2. Caffeine can cure a hangover. “If you’re sleep-deprived and have had bad sleep due to alcohol, a bit of caffeine may help wake you up,” said Galloway. However, two primary aspects of hangover are nausea and tremors, both of which caffeine makes worse.
3. You’re safe to drive once you’re sober. Long after the alcohol has left your system, your reflexes are still impaired. “People get very stuck on the idea drugs only have their effect while they’re in the body,” said Galloway. “You can measure a change on EEG that lasts 16 hours after alcohol is gone from the body.” People who drive to work or operate heavy machinery should exercise caution while hungover and decide whether or not they’re safe to drive.

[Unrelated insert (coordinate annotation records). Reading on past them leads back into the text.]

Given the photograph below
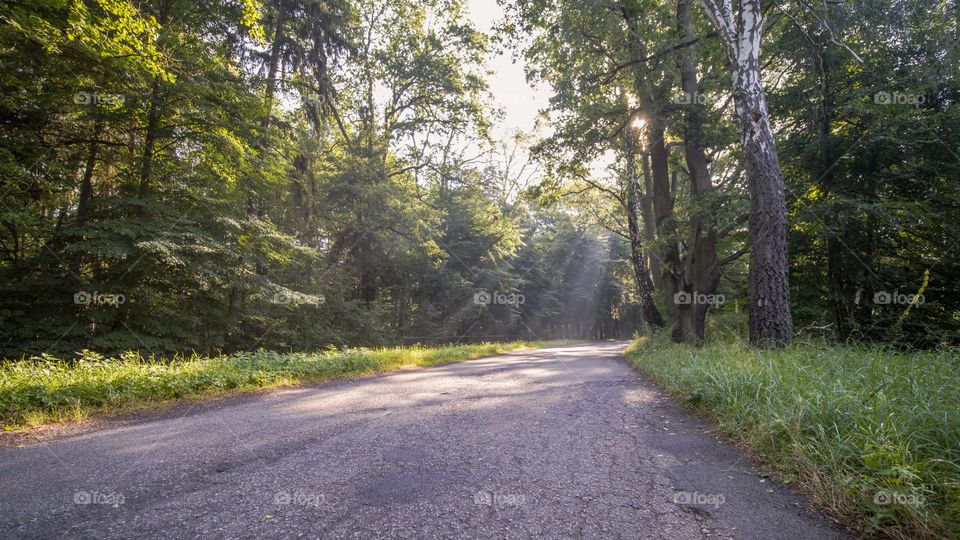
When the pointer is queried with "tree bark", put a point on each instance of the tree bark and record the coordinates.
(651, 314)
(650, 224)
(702, 269)
(670, 272)
(769, 285)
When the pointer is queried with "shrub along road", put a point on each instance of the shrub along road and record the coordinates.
(560, 442)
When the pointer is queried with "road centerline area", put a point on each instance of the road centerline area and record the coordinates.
(565, 442)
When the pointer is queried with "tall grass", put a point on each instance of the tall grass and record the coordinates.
(873, 435)
(44, 389)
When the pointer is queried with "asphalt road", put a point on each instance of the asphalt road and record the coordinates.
(565, 442)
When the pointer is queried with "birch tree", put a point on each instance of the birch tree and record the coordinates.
(769, 286)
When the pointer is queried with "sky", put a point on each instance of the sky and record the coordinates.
(507, 82)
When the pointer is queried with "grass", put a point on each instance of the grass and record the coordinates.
(46, 390)
(872, 435)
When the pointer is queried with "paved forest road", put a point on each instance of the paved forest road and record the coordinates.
(565, 442)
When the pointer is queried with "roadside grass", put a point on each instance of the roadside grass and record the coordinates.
(872, 435)
(44, 390)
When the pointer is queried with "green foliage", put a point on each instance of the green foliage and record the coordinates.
(869, 433)
(43, 389)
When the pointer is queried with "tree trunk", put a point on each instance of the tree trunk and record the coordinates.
(702, 269)
(150, 138)
(651, 314)
(650, 224)
(769, 298)
(664, 220)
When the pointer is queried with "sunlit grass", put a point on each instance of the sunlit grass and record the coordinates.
(873, 435)
(46, 390)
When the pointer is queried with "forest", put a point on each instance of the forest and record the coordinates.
(210, 197)
(300, 174)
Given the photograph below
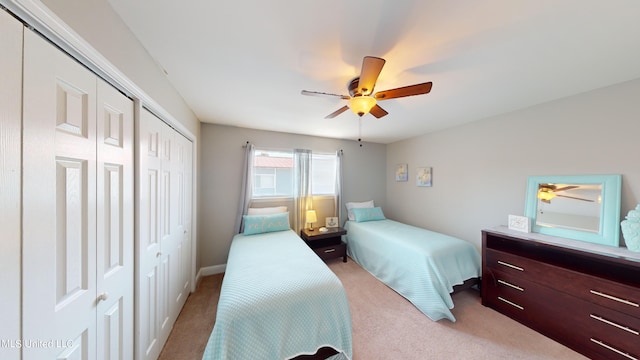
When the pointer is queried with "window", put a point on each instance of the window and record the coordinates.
(323, 174)
(273, 173)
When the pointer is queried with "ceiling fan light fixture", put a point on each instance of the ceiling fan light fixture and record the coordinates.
(545, 195)
(361, 105)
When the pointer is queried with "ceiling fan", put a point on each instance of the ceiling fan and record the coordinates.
(546, 192)
(361, 98)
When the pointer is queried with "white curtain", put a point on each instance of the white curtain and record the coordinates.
(338, 199)
(246, 191)
(302, 200)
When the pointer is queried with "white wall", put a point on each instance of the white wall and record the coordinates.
(98, 24)
(480, 169)
(221, 170)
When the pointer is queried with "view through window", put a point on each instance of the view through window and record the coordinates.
(274, 173)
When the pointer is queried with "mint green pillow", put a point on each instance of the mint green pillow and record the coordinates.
(368, 214)
(258, 224)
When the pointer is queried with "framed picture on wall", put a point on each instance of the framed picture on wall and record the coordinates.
(423, 176)
(402, 172)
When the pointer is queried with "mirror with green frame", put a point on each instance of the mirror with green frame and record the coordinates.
(580, 207)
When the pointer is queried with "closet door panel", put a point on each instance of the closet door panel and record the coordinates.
(59, 202)
(148, 251)
(10, 128)
(115, 268)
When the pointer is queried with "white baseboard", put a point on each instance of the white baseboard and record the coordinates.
(210, 270)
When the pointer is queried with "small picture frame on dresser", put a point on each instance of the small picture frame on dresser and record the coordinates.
(519, 223)
(332, 222)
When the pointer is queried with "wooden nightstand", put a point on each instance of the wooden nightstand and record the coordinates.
(327, 244)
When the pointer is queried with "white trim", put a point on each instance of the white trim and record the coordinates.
(40, 18)
(211, 270)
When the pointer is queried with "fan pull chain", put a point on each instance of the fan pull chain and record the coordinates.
(360, 130)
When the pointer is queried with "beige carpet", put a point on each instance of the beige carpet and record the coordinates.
(386, 326)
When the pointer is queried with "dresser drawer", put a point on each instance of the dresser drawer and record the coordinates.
(607, 332)
(607, 293)
(541, 308)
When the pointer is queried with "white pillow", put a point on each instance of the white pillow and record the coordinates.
(352, 205)
(267, 211)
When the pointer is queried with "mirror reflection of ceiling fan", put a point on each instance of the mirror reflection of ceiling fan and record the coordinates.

4. You don’t have a problem. If you only experience hangovers from time to time, then you have nothing to worry about. But if you’re in the 25 percent of college students who are hungover weekly — or even the 15 percent of workers who are hungover monthly — you may want to reconsider.
“People have this misconception that addiction is about physical dependence, needing to have more so you don’t get sick,” Galloway said. “But addiction is about your relationship with alcohol. If you’re having frequent hangovers, and these hangovers are causing problems for you, that’s a sign that you have an alcohol problem.”
But some conventional wisdom does have some truth to it:
1. Dark liquors cause worse hangovers than clear liquors. Dark liquors contain congeners, byproducts of alcohol production found primarily in brandy, red wine, and tequila. Congeners make hangovers more severe and long-lasting. Clear liquors like silver rum, vodka, and gin contain fewer congeners.
2. Eating salty, fatty food helps. Food that is high in fat and protein can delay alcohol absorption, giving your metabolism more time to clear the alcohol from your system. The salt will help replace lost electrolytes, and meat contains Vitamin B6, which reduces hangover symptoms.
3. Another drink helps. Although a hangover is very different from alcohol withdrawal, it might produce acute discontinuation syndrome, which a little alcohol could relieve. Galloway cautions that this isn’t a good long-term strategy, though.
“The conventional wisdom is that it’s effective,” he said. “But if you’ve consumed enough alcohol to cause hangover and substantial impairment and discomfort the next day, you need to be looking at your drinking. More alcohol the next day may fuel the fires of excessive drinking.”
“If you’re somebody who is having frequent hangovers and you think that you can’t become alcoholic because you’re in control of it now, you’re in the same boat as everyone who becomes alcoholic,” said Galloway. “They didn’t think they could become alcoholic, either.”